## Install environment

Make sure you have Python>=3.9 and Cuda>=11.2 installed. Then run:
```bash
pip install -r requirements.txt
```

## Preprocess data
Adapt the config file in `configs/preprocess_owt2.json` to your specific case, and then run:
```
python preprocess.py --config=configs/your_config_file.json
```

## Training
### Encoder
To train an encoder model:
1. Write/edit model-related parameters in a config file similar to `configs/mlm_headless.json`
2. Run the following command with your specific arguments:
```bash
python mlm_headless.py \
    --config configs/your_config_file.json \
    --num_nodes your-gpu-node-count \
    --global_bs your-accumulated-batch_size \
    --gpu_bs your-per-device-batch-size \
    --dataset your-preprocessed-output.hf \
    --hf_tokenizer your-tokenizer \
    --hf_path path-to-your-model-arch-on-HF \
    --model_max_seq_len models-max-pos-embeddings \
    --run_name run-name-for-logging-and-ckpts \
    --saved_ckpt_path where-to-save-ckpts
```
Other args include `--accelerator` (`hf`, `xformers` or `flash_attention`), `--ckpt_every` to pick checkpoint frequency, among others.
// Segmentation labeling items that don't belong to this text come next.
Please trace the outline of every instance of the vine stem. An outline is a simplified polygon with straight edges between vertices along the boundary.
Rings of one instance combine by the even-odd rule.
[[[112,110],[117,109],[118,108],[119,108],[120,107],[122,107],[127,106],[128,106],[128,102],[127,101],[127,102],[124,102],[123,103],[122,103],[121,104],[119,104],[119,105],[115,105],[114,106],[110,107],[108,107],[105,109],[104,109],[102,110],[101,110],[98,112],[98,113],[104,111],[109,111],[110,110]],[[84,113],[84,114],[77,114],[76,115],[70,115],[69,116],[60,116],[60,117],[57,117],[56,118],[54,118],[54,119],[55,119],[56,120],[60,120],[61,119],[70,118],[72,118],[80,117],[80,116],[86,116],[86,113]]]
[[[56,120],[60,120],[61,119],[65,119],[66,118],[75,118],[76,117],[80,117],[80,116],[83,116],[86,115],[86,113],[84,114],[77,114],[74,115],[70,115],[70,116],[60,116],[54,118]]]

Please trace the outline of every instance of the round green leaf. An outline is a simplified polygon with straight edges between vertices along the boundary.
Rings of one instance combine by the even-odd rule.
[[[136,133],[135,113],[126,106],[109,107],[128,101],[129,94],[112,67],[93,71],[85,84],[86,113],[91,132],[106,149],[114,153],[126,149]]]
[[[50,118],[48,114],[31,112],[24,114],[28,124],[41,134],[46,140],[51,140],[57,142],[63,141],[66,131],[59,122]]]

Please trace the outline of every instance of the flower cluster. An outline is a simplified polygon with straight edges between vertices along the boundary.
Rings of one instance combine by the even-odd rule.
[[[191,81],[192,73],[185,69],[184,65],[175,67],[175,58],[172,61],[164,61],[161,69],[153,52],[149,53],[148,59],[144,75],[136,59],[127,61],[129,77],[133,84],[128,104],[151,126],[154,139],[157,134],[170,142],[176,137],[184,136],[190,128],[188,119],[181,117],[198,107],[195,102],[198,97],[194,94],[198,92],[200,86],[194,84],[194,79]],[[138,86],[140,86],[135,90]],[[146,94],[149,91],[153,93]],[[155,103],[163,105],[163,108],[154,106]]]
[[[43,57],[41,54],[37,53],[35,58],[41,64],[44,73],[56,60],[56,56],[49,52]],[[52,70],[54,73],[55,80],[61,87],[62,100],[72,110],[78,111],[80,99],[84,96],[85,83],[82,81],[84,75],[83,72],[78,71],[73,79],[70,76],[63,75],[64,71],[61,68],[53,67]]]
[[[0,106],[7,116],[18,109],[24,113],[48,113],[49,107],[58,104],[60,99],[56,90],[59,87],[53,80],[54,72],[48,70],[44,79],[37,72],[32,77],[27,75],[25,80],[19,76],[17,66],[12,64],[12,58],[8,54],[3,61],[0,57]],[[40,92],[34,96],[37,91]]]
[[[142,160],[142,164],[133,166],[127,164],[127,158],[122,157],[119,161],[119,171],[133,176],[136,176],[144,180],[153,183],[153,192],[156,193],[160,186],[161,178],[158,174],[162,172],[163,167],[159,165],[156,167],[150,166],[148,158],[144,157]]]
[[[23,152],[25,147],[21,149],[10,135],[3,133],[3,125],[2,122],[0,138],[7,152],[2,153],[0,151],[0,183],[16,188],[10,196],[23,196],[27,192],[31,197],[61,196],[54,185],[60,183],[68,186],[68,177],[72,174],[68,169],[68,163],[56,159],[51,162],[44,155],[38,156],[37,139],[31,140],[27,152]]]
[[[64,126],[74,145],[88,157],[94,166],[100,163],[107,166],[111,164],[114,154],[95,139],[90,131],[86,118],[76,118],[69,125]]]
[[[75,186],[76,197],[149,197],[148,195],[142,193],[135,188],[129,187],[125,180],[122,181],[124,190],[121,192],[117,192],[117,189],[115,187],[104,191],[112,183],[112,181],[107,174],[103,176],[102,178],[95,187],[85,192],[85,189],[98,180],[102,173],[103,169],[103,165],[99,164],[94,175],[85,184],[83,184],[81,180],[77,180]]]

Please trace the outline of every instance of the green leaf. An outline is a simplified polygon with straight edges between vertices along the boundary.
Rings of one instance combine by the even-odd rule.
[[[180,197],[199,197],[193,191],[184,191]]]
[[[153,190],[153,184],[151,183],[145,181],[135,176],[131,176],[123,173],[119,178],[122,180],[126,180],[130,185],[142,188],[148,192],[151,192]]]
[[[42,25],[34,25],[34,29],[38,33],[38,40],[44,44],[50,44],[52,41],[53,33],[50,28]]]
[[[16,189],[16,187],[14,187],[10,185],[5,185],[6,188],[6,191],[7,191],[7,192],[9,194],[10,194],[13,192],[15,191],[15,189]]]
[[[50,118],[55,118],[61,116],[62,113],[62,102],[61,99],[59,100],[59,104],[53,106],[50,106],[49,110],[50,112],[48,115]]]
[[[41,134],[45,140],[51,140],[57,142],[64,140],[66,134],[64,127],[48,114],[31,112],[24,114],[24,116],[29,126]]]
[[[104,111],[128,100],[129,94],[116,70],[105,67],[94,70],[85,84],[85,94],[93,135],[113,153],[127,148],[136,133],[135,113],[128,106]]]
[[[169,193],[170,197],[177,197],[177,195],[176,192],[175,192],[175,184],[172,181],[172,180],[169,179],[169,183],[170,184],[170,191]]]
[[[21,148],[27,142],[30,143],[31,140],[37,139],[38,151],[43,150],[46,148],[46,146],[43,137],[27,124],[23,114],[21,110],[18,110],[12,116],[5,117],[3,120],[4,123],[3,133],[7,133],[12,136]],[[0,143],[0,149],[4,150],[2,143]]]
3. Pick your checkpoint and publish it to HuggingFace:
```python
python hf_publisher.py \
    --hf_name your_hf_id/your_model \
    --model_ckpt your_model.ckpt \
    --mode mlm
```
### Decoder
To train a decoder model:
1. Write/edit model-related parameters in a config file similar to `configs/gpt_headless_70m.json`
2. Run the following command with your specific arguments:
```bash
python gpt_headless.py \
    --config configs/your_config_file.json \
    --num_nodes your-gpu-node-count \
    --global_bs your-accumulated-batch_size \
    --gpu_bs your-per-device-batch-size \
    --dataset your-preprocessed-output.hf \
    --hf_tokenizer your-tokenizer \
    --hf_path path-to-your-model-arch-on-HF \
    --model_max_seq_len models-max-pos-embeddings \
    --run_name run-name-for-logging-and-ckpts \
    --saved_ckpt_path where-to-save-ckpts
```
Other args include `--accelerator` (`hf`, `xformers` or `flash_attention`), `--ckpt_every` to pick checkpoint frequency, among others.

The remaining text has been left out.